Just watched the pilot...  I'm not impressed. At all.
I mean, it was ok, it wasn't awful by any stretch, and I wasn't expecting a Family Guy clone so I'm not disappointed on that basis. It was just crap in its own right 

Anyone else catch it yet?


----------



## BlindingLight7 (Aug 22, 2009)

nope...link?


----------



## Apex1rg7x (Aug 22, 2009)

I still dont understand why they take the worst of the major characters of Family Guy and make a show with him. I personally think they should make a show of just Stewie and Brian, now that would be some funny shit


----------



## Rick (Aug 22, 2009)

I love Cleveland and I can't wait to see this show.

Where did you see the pilot?


----------



## Hawkevil (Aug 22, 2009)

Here you go...

Watch The Cleveland Show Season 1 Episode 1 Pilot · TV-Dome : Your Movie and TV HQ


I thought it was quite funny actually. Not as good as family guy though.

Stewie still had the best line in it though...


----------



## BlindingLight7 (Aug 22, 2009)

"hello everyone, that ya'll for coming. OH!"


----------



## Mattayus (Aug 22, 2009)

American Dad will always be my favourite. It took me a few episodes to warm to it when it first arrived, but I just think it's easily the funniest of all his creations. It's got a different flow to Family Guy, it's not so quick and choppy, and I think that's why I prefer it. It's not over the top with the cut-aways and the pop culture referencing. Just great characters and even better jokes.


----------



## Hawkevil (Aug 23, 2009)

Yea American Dad is awesome. The thing I love about it is how there are americans that have the same mentality as most of the characters.


----------



## Scar Symmetry (Aug 23, 2009)

Mattayus said:


> American Dad will always be my favourite. It took me a few episodes to warm to it when it first arrived, but I just think it's easily the funniest of all his creations. It's got a different flow to Family Guy, it's not so quick and choppy, and I think that's why I prefer it. It's not over the top with the cut-aways and the pop culture referencing. Just great characters and even better jokes.





this.


----------



## Scar Symmetry (Aug 23, 2009)

I wouldn't say it was crap... it was just the same as Family Guy really.

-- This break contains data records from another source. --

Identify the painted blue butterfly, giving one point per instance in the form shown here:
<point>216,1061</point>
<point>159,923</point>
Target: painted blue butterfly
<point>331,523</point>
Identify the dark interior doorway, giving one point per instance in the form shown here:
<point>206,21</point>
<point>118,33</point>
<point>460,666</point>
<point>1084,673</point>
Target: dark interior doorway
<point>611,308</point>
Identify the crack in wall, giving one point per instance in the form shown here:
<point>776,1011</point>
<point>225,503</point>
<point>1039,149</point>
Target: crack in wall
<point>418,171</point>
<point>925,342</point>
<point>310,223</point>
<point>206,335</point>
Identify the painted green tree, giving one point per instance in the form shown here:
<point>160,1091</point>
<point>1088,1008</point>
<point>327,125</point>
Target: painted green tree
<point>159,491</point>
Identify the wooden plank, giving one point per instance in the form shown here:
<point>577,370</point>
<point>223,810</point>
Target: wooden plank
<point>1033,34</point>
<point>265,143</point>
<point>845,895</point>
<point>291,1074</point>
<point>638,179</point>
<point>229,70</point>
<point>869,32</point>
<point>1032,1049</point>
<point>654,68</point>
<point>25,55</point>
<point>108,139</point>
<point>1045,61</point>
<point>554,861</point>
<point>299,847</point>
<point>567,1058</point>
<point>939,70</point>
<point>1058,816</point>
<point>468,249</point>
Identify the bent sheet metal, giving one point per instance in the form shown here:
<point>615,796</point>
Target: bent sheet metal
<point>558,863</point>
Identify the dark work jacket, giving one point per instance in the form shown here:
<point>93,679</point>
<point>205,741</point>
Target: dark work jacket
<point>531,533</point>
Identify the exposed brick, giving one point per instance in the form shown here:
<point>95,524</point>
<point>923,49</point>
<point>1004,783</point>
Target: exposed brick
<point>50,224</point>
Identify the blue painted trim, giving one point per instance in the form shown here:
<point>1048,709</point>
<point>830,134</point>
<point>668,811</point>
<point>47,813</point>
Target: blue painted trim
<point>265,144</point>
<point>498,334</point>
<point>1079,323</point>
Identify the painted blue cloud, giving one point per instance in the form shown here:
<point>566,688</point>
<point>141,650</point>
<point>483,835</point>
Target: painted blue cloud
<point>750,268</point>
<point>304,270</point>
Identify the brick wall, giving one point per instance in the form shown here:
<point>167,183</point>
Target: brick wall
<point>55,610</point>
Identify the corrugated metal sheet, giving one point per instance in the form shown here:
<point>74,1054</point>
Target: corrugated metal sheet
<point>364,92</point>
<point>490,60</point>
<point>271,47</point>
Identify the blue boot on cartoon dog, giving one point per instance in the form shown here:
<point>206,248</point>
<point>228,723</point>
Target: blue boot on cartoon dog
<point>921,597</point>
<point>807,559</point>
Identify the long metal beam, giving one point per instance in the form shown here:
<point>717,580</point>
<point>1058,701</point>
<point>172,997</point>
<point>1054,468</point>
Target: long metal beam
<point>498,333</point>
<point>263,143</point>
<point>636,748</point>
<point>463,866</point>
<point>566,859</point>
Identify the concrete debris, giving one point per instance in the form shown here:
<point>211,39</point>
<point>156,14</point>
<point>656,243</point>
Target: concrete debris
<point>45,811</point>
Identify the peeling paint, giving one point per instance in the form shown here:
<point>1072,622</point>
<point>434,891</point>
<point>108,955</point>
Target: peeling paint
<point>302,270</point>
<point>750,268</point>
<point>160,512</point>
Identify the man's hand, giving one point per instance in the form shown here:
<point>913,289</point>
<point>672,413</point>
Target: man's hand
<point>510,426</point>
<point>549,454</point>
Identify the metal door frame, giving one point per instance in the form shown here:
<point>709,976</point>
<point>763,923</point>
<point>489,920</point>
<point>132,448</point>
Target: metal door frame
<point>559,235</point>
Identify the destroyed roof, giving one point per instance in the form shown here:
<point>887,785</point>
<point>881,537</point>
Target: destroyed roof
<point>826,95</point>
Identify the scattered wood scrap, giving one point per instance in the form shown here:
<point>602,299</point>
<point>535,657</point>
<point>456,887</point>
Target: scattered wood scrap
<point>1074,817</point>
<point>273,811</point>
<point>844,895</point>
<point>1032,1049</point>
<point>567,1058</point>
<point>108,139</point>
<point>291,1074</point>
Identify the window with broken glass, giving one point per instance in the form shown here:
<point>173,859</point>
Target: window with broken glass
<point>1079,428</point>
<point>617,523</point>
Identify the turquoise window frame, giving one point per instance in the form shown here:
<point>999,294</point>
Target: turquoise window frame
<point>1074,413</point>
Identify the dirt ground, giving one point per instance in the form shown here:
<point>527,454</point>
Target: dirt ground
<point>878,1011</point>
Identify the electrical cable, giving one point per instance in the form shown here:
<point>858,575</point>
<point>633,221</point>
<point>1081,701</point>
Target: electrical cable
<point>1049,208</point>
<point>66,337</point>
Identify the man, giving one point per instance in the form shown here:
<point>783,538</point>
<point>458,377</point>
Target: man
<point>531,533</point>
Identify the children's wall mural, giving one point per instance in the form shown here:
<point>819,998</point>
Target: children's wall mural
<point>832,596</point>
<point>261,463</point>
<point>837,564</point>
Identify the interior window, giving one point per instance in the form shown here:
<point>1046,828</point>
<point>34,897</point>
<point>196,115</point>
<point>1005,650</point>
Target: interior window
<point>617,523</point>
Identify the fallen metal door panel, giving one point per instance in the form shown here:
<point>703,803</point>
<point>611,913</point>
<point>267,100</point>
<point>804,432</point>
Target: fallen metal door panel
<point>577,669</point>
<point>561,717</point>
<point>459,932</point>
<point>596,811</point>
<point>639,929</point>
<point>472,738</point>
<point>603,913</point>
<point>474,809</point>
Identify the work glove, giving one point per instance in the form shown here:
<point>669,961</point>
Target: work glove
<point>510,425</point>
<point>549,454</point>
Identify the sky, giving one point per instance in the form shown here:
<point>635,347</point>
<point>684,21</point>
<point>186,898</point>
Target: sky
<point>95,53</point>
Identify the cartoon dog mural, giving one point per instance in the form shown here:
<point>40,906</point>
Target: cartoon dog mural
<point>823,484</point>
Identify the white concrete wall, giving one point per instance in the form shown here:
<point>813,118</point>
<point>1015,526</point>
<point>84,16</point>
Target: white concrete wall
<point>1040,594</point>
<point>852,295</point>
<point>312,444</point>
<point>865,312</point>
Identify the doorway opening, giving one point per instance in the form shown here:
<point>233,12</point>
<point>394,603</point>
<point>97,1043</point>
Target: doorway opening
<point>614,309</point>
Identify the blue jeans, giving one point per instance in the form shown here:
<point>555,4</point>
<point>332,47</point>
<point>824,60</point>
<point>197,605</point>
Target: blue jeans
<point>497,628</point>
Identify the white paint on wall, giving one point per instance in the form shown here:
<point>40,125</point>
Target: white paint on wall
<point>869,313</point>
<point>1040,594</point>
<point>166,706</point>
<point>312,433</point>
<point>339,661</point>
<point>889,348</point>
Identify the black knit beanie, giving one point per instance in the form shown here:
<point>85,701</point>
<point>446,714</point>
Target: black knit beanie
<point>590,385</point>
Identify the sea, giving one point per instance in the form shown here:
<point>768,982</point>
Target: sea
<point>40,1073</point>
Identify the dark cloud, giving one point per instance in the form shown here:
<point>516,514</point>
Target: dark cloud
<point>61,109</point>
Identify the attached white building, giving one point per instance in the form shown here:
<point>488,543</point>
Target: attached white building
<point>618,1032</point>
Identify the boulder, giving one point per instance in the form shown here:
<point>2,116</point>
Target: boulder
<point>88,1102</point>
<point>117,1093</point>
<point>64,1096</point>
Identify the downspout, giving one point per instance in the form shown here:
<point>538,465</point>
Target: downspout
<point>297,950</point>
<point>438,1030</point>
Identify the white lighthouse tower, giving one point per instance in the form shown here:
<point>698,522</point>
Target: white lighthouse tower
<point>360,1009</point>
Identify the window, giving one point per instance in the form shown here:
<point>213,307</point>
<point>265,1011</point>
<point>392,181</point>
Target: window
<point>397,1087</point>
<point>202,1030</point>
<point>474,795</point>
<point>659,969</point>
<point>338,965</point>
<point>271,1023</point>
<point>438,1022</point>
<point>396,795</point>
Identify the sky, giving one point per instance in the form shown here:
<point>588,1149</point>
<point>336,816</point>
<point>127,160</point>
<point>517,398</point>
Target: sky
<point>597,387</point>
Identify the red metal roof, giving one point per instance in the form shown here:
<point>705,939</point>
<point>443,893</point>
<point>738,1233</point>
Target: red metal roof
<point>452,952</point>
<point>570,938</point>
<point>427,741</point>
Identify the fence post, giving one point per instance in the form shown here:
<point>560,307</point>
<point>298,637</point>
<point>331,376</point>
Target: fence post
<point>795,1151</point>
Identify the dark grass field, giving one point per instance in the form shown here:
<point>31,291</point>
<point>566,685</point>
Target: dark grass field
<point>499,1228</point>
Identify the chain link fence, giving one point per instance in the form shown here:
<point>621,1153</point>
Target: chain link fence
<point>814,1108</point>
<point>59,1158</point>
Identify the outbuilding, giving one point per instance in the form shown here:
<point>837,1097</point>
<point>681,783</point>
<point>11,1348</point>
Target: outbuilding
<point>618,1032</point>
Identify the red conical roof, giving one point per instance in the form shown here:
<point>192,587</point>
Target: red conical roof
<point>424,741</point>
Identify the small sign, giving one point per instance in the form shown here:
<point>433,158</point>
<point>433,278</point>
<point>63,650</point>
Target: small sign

did you watch both versions?


----------



## Hawkevil (Aug 23, 2009)

Both versions??

I only seen one. What's the difference?


----------



## Mattayus (Aug 23, 2009)

Scar Symmetry said:


> I wouldn't say it was crap... it was just the same as Family Guy really.
> 
> did you watch both versions?



Well no I mean, I did say in the original post that it wasn't awful by any stretch, just didn't grab me at all.

You know what it's like when people get to a certain point - be it musicians, movie directors, even businessmen - where they feel that they've got a big enough reputation to do something uncreative but remain safe in the knowledge that people will still lap it up. Bands do it all the time.. usually by the third or fourth album  And I feel he's done it here with this.


----------



## Scar Symmetry (Aug 23, 2009)

yeah I hear ya man.


----------